Cette politique d’émission se fonde sur la connaissance des habitats préférés des investisseurs, c’est-à-dire de leurs préférences en matière de maturités de leurs investissements (cf. Graphique), afin d’y répondre et donc de bénéficier de meilleures conditions de financement. La demande de titres de dette dépend en effet de considérations réglementaires, financières et économiques propres à chaque catégories d’investisseurs, conduisant l’AFT à adapter sa politique d’émission et à proposer une variété de produits de placement, dont des titres indexés sur l’inflation ou des titres verts.
La gestion par l’AFT du risque de refinancement passe par le lissage inter-temporel des besoins de financement et par le maintien d’une capacité permanente de placement de sa dette. La maturité moyenne résulte donc largement de la structure passée et attendue de la demande de titres, et des caractéristiques de l’épargne dans la devise d’émission. En France, l’État bénéficie d’une base d’investisseurs stable et diversifiée qui lui offre une capacité de résilience en cas de mouvement de taux.

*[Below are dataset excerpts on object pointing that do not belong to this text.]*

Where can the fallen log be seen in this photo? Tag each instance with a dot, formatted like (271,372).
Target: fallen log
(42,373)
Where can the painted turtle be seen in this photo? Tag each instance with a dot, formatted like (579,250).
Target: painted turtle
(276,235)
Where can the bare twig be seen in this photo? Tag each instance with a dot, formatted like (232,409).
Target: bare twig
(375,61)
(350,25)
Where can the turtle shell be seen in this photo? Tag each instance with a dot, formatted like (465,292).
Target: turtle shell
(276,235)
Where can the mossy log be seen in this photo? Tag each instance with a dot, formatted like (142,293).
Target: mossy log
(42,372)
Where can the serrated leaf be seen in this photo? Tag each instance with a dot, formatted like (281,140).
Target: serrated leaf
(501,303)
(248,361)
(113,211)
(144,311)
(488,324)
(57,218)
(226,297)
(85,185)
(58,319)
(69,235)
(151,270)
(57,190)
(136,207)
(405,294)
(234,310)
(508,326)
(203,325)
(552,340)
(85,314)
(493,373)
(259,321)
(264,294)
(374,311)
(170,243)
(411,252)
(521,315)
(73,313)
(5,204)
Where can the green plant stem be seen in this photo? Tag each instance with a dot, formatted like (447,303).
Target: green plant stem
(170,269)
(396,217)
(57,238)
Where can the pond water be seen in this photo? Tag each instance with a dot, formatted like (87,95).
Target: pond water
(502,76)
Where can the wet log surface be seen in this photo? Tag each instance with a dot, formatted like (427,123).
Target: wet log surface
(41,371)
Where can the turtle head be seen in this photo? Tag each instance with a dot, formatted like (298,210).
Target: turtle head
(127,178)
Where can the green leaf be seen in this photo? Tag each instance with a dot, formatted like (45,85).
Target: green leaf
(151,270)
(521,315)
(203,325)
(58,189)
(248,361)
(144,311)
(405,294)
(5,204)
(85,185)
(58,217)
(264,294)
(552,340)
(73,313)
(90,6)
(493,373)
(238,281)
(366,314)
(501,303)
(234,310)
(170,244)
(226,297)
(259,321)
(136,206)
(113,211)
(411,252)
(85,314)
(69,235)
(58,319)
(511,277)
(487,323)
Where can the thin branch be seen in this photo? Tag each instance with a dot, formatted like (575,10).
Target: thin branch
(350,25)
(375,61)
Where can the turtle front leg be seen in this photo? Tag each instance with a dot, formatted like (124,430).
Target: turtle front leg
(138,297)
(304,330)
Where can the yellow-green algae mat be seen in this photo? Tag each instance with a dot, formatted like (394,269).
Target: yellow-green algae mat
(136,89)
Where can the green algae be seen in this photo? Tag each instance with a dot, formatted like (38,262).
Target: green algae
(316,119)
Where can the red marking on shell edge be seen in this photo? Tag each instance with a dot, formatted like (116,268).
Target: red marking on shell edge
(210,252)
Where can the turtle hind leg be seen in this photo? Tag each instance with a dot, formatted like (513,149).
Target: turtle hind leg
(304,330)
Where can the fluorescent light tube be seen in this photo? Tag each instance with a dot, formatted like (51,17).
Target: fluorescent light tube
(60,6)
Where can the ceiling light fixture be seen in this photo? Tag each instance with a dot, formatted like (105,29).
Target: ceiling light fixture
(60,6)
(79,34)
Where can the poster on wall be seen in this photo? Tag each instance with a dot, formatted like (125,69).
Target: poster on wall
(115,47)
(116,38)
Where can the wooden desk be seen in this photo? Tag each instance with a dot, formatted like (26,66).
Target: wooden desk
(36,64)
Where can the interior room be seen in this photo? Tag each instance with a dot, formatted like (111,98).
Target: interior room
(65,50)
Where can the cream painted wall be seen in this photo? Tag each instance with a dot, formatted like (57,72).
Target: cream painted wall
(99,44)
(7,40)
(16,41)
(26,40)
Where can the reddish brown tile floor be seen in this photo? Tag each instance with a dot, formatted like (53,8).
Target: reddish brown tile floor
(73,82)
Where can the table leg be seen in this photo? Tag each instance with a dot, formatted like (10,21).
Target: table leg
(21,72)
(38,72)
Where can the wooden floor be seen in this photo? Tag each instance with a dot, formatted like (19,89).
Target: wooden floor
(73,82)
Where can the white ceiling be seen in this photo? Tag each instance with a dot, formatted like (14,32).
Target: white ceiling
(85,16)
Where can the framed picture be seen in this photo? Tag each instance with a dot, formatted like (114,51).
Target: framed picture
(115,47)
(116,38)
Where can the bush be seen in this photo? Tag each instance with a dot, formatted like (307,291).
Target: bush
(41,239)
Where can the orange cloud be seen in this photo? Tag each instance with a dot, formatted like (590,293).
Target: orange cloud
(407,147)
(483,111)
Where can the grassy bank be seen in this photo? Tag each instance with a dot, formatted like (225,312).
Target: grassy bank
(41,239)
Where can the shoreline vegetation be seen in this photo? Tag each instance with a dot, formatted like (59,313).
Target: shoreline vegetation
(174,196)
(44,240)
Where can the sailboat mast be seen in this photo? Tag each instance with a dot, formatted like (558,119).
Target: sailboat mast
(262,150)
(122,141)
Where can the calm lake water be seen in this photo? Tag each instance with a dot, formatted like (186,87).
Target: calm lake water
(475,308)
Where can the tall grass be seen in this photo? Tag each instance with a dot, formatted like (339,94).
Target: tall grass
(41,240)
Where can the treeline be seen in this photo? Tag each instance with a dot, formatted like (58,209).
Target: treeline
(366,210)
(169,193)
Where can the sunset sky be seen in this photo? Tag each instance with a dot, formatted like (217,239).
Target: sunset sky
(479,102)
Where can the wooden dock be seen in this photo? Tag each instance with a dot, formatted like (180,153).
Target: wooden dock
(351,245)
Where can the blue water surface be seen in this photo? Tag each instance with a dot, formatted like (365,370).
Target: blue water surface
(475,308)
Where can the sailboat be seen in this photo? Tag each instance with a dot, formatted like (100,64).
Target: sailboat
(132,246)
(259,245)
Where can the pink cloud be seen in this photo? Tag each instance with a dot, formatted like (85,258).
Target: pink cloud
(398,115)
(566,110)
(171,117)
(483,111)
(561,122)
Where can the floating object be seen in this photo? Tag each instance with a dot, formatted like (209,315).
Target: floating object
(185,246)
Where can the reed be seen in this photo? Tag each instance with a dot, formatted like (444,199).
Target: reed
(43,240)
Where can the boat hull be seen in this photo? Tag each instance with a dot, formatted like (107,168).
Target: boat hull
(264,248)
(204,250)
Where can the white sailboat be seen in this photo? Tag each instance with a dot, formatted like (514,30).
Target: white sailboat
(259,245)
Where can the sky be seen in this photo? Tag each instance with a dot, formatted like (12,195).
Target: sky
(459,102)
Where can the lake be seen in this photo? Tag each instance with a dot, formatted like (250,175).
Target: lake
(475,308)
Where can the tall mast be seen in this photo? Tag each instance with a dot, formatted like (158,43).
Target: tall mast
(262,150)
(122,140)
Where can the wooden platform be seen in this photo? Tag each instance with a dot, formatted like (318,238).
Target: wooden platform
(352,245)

Depuis 2003, la maturité moyenne de la dette française a augmenté de 2,4 ans. Elle atteignait 8,2 ans à la fin de l’année 2020, l’une des maturités les plus élevées parmi les économies avancées. Des taux d’intérêt très faibles ne plaident pas nécessairement pour un allongement de la maturité moyenne de la dette différent de celui résultant de la déformation structurelle de la demande. Une modélisation simple suggère que le coût d’un allongement de la maturité est significatif par rapport au gain attendu en cas de hausse future des taux d’intérêt, si bien que le gain éventuel d’un allongement supplémentaire est limité au regard de la charge totale de la dette, même dans un scénario porteur.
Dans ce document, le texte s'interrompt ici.